Saturday, August 20, 2011

Doctor Who: Partners In Crime

Prior to Steven Moffat opening the most recent (half) season of Doctor Who with the Doctor being gunned down and then Amy Pond shooting her own daughter, season openers for the new look Who tended to be quite lightweight. Fun frolics designed to ease the casual viewer into the new season. I can see why RTD felt this was necessary, although I always felt that the season openers were disappointing and lacklustre compared to the episodes that followed. And Partners in Crime is the worst of a bad bunch. It is, quite simply, dreadfully bland and utterly disappointing.

It has Tennant doing his Doctor-by-numbers routine, and Donna is still the shouty chav she was in The Runaway Bride (although this would change as the season went along, demonstrating in the process what a good actress Tate actually is). The direction is flat, and manages to even turn the supposed set pieces (the Doctor and Donna seeing each other across Foster's office, the larking around in the window cleaner's life) into something really flat - and it is further undermined by the jaunty incidental music that plays over many of the (supposedly) more dramatic moments. But it is the script that really lets this down. It is, quite simply, the worst thing RTD has ever written (from what I've seen of his work).

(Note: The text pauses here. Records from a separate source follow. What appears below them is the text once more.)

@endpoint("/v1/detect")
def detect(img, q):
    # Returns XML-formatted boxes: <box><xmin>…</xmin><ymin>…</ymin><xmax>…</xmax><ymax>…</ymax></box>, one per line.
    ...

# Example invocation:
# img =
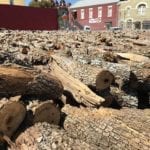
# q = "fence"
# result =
<box><xmin>0</xmin><ymin>5</ymin><xmax>58</xmax><ymax>30</ymax></box>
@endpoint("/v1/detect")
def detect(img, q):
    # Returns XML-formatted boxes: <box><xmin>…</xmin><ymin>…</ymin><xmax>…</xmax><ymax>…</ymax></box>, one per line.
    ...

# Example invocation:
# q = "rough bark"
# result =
<box><xmin>0</xmin><ymin>67</ymin><xmax>63</xmax><ymax>99</ymax></box>
<box><xmin>116</xmin><ymin>53</ymin><xmax>150</xmax><ymax>63</ymax></box>
<box><xmin>14</xmin><ymin>123</ymin><xmax>98</xmax><ymax>150</ymax></box>
<box><xmin>0</xmin><ymin>102</ymin><xmax>26</xmax><ymax>137</ymax></box>
<box><xmin>50</xmin><ymin>62</ymin><xmax>104</xmax><ymax>106</ymax></box>
<box><xmin>51</xmin><ymin>54</ymin><xmax>114</xmax><ymax>89</ymax></box>
<box><xmin>63</xmin><ymin>106</ymin><xmax>150</xmax><ymax>150</ymax></box>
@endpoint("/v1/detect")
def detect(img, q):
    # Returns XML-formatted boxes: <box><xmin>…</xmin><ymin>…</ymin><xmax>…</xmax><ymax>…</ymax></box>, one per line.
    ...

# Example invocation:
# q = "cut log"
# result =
<box><xmin>133</xmin><ymin>40</ymin><xmax>150</xmax><ymax>46</ymax></box>
<box><xmin>33</xmin><ymin>101</ymin><xmax>60</xmax><ymax>125</ymax></box>
<box><xmin>0</xmin><ymin>102</ymin><xmax>26</xmax><ymax>137</ymax></box>
<box><xmin>0</xmin><ymin>67</ymin><xmax>63</xmax><ymax>99</ymax></box>
<box><xmin>50</xmin><ymin>61</ymin><xmax>104</xmax><ymax>106</ymax></box>
<box><xmin>63</xmin><ymin>105</ymin><xmax>150</xmax><ymax>150</ymax></box>
<box><xmin>116</xmin><ymin>53</ymin><xmax>150</xmax><ymax>63</ymax></box>
<box><xmin>51</xmin><ymin>54</ymin><xmax>114</xmax><ymax>90</ymax></box>
<box><xmin>15</xmin><ymin>122</ymin><xmax>98</xmax><ymax>150</ymax></box>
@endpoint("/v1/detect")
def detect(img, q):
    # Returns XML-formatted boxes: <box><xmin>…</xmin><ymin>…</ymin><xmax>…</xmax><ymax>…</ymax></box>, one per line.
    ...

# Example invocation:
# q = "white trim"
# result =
<box><xmin>97</xmin><ymin>6</ymin><xmax>103</xmax><ymax>18</ymax></box>
<box><xmin>135</xmin><ymin>2</ymin><xmax>147</xmax><ymax>9</ymax></box>
<box><xmin>125</xmin><ymin>18</ymin><xmax>134</xmax><ymax>22</ymax></box>
<box><xmin>89</xmin><ymin>7</ymin><xmax>93</xmax><ymax>19</ymax></box>
<box><xmin>80</xmin><ymin>9</ymin><xmax>85</xmax><ymax>19</ymax></box>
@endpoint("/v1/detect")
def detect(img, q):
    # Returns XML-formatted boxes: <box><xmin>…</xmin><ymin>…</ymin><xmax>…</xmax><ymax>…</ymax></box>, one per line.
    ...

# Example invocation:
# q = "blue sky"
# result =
<box><xmin>25</xmin><ymin>0</ymin><xmax>77</xmax><ymax>5</ymax></box>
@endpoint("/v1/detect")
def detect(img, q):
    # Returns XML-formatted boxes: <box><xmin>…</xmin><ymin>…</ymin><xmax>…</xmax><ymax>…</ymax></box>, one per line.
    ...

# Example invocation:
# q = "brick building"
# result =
<box><xmin>119</xmin><ymin>0</ymin><xmax>150</xmax><ymax>30</ymax></box>
<box><xmin>0</xmin><ymin>0</ymin><xmax>25</xmax><ymax>6</ymax></box>
<box><xmin>69</xmin><ymin>0</ymin><xmax>119</xmax><ymax>30</ymax></box>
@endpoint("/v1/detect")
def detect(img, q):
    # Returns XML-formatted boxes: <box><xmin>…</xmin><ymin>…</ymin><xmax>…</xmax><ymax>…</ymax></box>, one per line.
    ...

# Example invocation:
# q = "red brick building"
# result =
<box><xmin>69</xmin><ymin>0</ymin><xmax>119</xmax><ymax>30</ymax></box>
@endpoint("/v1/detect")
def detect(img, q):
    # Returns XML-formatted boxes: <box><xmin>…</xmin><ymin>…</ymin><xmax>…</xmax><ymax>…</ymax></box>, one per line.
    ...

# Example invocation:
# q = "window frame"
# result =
<box><xmin>89</xmin><ymin>7</ymin><xmax>93</xmax><ymax>19</ymax></box>
<box><xmin>98</xmin><ymin>6</ymin><xmax>103</xmax><ymax>18</ymax></box>
<box><xmin>80</xmin><ymin>8</ymin><xmax>85</xmax><ymax>19</ymax></box>
<box><xmin>107</xmin><ymin>5</ymin><xmax>113</xmax><ymax>17</ymax></box>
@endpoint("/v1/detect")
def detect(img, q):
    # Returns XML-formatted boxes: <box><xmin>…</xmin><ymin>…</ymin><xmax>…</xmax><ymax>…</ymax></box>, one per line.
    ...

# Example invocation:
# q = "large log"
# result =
<box><xmin>51</xmin><ymin>54</ymin><xmax>114</xmax><ymax>90</ymax></box>
<box><xmin>50</xmin><ymin>61</ymin><xmax>104</xmax><ymax>106</ymax></box>
<box><xmin>52</xmin><ymin>54</ymin><xmax>138</xmax><ymax>107</ymax></box>
<box><xmin>14</xmin><ymin>123</ymin><xmax>98</xmax><ymax>150</ymax></box>
<box><xmin>0</xmin><ymin>102</ymin><xmax>26</xmax><ymax>137</ymax></box>
<box><xmin>116</xmin><ymin>53</ymin><xmax>150</xmax><ymax>63</ymax></box>
<box><xmin>63</xmin><ymin>106</ymin><xmax>150</xmax><ymax>150</ymax></box>
<box><xmin>0</xmin><ymin>66</ymin><xmax>63</xmax><ymax>99</ymax></box>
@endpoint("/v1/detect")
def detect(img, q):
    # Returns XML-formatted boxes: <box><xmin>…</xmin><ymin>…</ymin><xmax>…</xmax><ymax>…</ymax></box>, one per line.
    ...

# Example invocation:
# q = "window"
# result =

I once read that RTD thought that Partners in Crime should be used to teach script-writing. I can't help but think that this should only be the case if the lesson is how not to write an episode of Doctor Who. The first segment of the story is frightfully unfunny "comedy" as the Doctor and Donna fail to meet, pretty much doing exactly the same thing as each other (so we get to see everything happening twice, effectively) but just missing each other at the same time. It is the sort of thing that you would expect from an earthbound, unimaginative sitcom - not from the opening instalment of a series that has the whole of time and space at its disposal. It's crap, really - a trick I've seen countless times before being done in a lacklustre way.

Then we have the villains - Foster, who is played with some relish but never really amounts to anything more than generic female baddie with two meatheads at her side with very big guns. But nothing than compare us for the Adipose - lumps of fat designed to look cute. They're babies, basically, making their communicative ability even less than your standard Who monster. And they don't do anything other than toddle around, burble for a bit and then disappear. The Doctor even points out that their lethal potential - which we hardly see - is not their fault. The upshot? This is a Doctor Who story with no real sense of threat, either to the planet or to the protagonists. It is only later, in Turn Left, that we get a feel for the awful implications of Foster's scheme. Here, it is all a bit of a nothingness. Of course, not every Doctor Who story can, or even should, have a sense of constant threat and menace. But a complete lack of those things makes this into an edition of 2point4 children without the (albeit very limited) laughs.

There are a couple of nice moments - such as the conversation between Wilf and Donna on the hill closely followed by the Doctor talking to an empty TARDIS. And the return of Rose at the end of the episode was, at the time, a brilliant little twist that raised my dampened spirits. Yet, it wasn't enough then, and it isn't enough now. This isn't even a slight episode, it is downright disappointing. In fact, it is the worst episode since the show came back, and definitely in the top 10 of the show's worst stories.